The plants around us - cotton

The plants around us - cotton

Cotton has been shaping human civilization for millennia, with evidence of its use dating back to prehistoric times.  The soft, fluffy fibre that grows protectively around cotton seeds was domesticated in both the Old and New Worlds.

The earliest traces of cotton use come from ancient India around 5500 BC, where fragments were preserved in copper beads at Mehrgarh.  In Mexico, indigenous peoples were developing their own cotton cultivation, with the domestication of Gossypium hirsutum - the most widely planted species - between 3400 and 2300 BC.  In Peru, coastal cultures like the Norte Chico were working with cotton by 4200 BC, using it to craft fishing nets that became of huge importance to their maritime economy.

Medieval Europeans, unfamiliar with cotton's true nature, believed it grew on trees as wool.  This misconception stems from Herodotus's writings about India's wool-bearing trees and persists in words like German ‘Baumwolle’ for tree wool.  Some, like 14th century traveller and writer John Mandeville, even imagined trees bearing tiny lambs.  By 1350, the spinning wheel revolutionized production, and major ports like Venice grew wealthy from the cotton trade.

Today, four main species of cotton dominate global production.  Gossypium hirsutum, known as upland cotton is native to Central America and accounts for 90% of world production.  Gossypium barbadense contributes over 5%.  The remaining production comes from two Old World species - the tree cotton Gossypium arboreum and Levant cotton Gossypium herbaceum.

The production of cotton took a dramatic turn in the 1400’s  with the invention of the cotton gin, a machine that removed the seeds from the cotton fibres.  This revolutionary device transformed cotton processing from a labour-intensive task requiring 600 hours per bale to one requiring just a dozen hours.  So great was the impact, particularly in the American South, it earned the nickname ‘King Cotton.’

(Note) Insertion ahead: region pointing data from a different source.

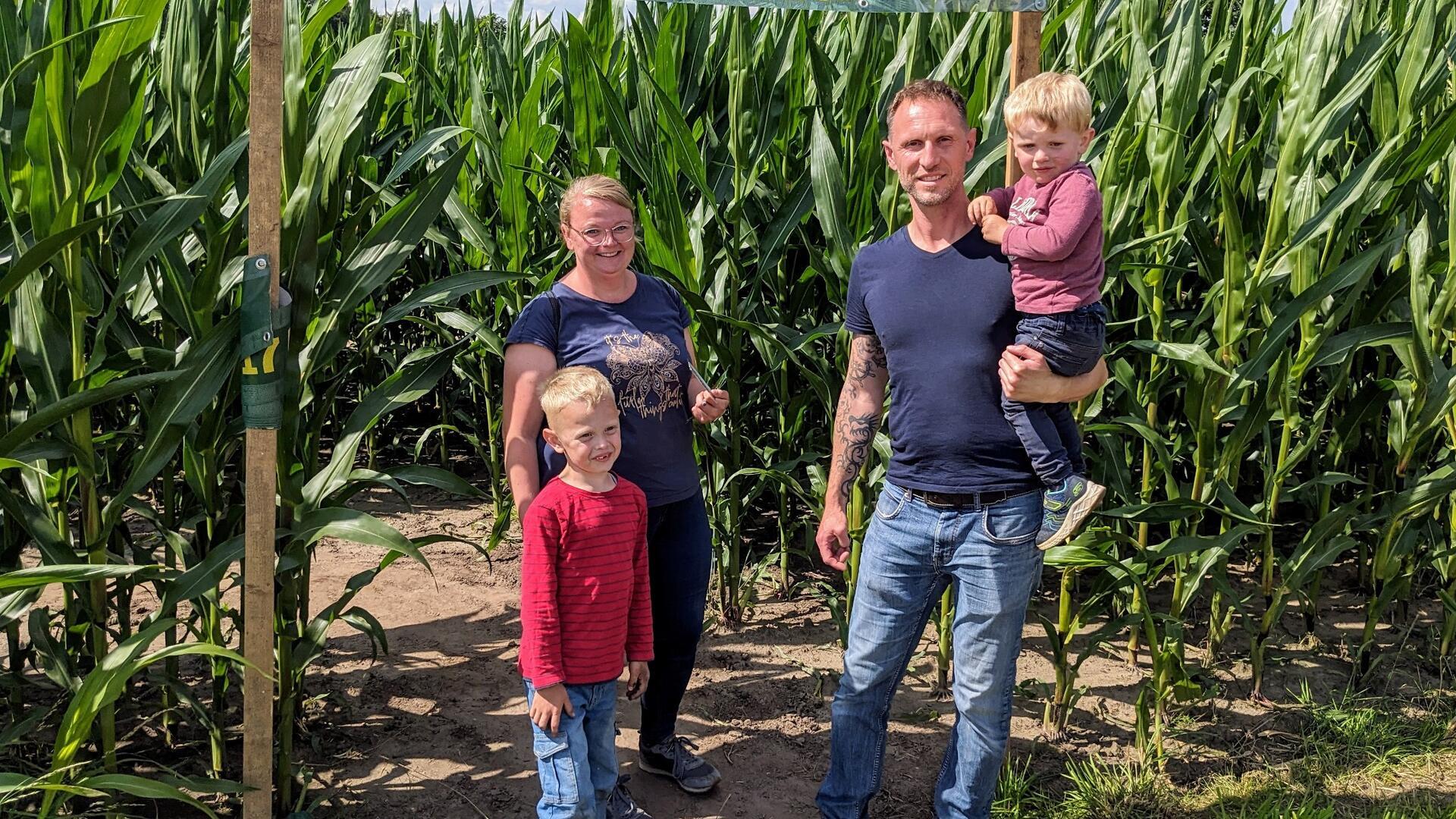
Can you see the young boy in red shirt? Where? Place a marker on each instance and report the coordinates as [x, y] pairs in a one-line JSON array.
[[584, 604], [1050, 226]]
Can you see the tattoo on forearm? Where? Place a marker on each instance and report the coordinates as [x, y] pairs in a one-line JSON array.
[[856, 435], [868, 362]]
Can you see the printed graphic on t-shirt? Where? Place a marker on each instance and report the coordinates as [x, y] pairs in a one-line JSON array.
[[1024, 212], [644, 372]]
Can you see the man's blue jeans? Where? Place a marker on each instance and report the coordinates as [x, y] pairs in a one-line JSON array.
[[910, 553], [579, 764]]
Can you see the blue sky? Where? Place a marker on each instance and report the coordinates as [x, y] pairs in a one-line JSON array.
[[576, 6]]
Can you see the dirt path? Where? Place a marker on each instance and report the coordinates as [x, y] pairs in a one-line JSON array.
[[437, 726]]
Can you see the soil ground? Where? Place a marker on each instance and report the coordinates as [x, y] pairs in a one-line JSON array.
[[437, 726]]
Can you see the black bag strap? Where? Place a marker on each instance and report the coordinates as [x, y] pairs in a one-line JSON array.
[[555, 315]]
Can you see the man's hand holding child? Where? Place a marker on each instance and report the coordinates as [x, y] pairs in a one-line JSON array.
[[546, 707], [981, 209], [993, 229]]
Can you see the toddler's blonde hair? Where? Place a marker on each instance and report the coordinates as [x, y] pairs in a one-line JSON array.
[[570, 385], [1053, 99]]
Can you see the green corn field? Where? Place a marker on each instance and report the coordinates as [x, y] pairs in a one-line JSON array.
[[1280, 425]]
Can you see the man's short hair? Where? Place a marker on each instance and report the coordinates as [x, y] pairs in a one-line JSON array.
[[1053, 99], [570, 385], [593, 187], [922, 91]]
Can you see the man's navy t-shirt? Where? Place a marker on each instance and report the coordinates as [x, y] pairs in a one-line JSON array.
[[639, 346], [944, 319]]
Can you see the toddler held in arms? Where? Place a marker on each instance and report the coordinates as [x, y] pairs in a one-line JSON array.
[[1050, 226]]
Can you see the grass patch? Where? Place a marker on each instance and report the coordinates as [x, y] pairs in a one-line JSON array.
[[1360, 760]]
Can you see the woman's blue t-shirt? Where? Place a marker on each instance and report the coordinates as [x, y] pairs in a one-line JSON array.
[[639, 346]]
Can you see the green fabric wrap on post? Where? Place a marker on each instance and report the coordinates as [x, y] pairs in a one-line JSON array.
[[261, 347]]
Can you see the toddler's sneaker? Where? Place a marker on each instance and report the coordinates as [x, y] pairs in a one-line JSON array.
[[620, 805], [1065, 507]]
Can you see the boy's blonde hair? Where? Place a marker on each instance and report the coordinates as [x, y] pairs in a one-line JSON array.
[[570, 385], [1053, 99], [593, 187]]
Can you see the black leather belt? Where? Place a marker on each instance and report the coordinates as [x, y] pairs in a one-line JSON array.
[[965, 500]]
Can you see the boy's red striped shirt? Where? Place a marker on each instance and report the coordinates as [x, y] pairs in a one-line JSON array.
[[584, 585]]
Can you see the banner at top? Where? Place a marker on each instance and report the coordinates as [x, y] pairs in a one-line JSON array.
[[884, 6]]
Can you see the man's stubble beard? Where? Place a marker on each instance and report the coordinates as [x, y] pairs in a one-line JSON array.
[[921, 197]]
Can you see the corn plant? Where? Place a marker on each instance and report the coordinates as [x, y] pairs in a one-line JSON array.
[[1279, 246]]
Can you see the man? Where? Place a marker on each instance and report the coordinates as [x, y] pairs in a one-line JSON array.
[[932, 316]]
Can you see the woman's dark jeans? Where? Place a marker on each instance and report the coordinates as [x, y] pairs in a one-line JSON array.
[[679, 548]]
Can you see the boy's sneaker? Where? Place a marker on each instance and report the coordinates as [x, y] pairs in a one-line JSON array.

Today, cotton remains a global commodity, with current world production reaching approximately 25 million tonnes annually, while using 2.5% of the world's arable land.  India leads global production, while the United States maintains its position as the largest exporter.  The fibre's influence extend beyond the Earth.  In 2019, cotton made history as the first plant to sprout on the Moon's far side, germinating aboard China's Chang'e 4 spacecraft.